24 June 2012
Last time, I discussed the concept of emergence as a general background for understanding life.
I proposed that the best way to think of emergent phenomena in this connection is in the way that condensed-matter physicists do.
Namely, qualitatively new entities and properties arise due to symmetry breaking, and new effective fields emerge as we move from one level to another up the hierarchy of nature. Effective fields, according to quantum field theory (QFT), are fields with properties that are specific to a particular level, or length scale. This is the “more is different” principle.
I also stressed that the thing, above all, that we should be seeking to explain in biology is the functional stability of the cell (or any living organism). That means the way the chemical reactions that constitute the physiology, or “metabolism,” of a cell are teleologically organized—directed towards the cell’s own self-preservation.

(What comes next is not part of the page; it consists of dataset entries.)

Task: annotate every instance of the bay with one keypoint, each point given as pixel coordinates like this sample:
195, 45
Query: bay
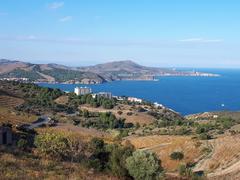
186, 95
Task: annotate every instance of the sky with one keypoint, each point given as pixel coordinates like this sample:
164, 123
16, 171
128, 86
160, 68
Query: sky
162, 33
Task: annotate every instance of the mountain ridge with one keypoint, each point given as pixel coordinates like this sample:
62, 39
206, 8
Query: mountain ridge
100, 73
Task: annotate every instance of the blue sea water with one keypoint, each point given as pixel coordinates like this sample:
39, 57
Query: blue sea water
186, 95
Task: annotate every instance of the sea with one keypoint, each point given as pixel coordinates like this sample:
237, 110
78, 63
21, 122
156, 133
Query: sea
186, 95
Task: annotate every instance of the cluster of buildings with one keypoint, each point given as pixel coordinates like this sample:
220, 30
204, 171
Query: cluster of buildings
133, 99
86, 90
82, 90
15, 79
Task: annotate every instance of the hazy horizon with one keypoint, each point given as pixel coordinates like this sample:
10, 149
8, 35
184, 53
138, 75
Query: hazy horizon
199, 34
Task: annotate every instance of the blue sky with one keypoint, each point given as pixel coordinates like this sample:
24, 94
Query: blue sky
169, 33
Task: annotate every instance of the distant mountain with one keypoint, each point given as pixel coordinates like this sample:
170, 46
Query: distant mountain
111, 71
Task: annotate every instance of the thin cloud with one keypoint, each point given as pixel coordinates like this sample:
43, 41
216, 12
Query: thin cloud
65, 19
3, 13
201, 40
55, 5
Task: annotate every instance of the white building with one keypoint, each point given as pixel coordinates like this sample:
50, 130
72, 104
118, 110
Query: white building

In addition, every living thing has the capacity to react appropriately so as to compensate (within limits, of course) for internal or external perturbations. I have been calling this capacity “adaptivity,” and the general power of the cell to strive and act on its own behalf, “intelligent agency.”
These ideas represent a certain way of looking at life, and pose a certain set of scientific problems. But what is more interesting, of course, is whether the problems have a solution.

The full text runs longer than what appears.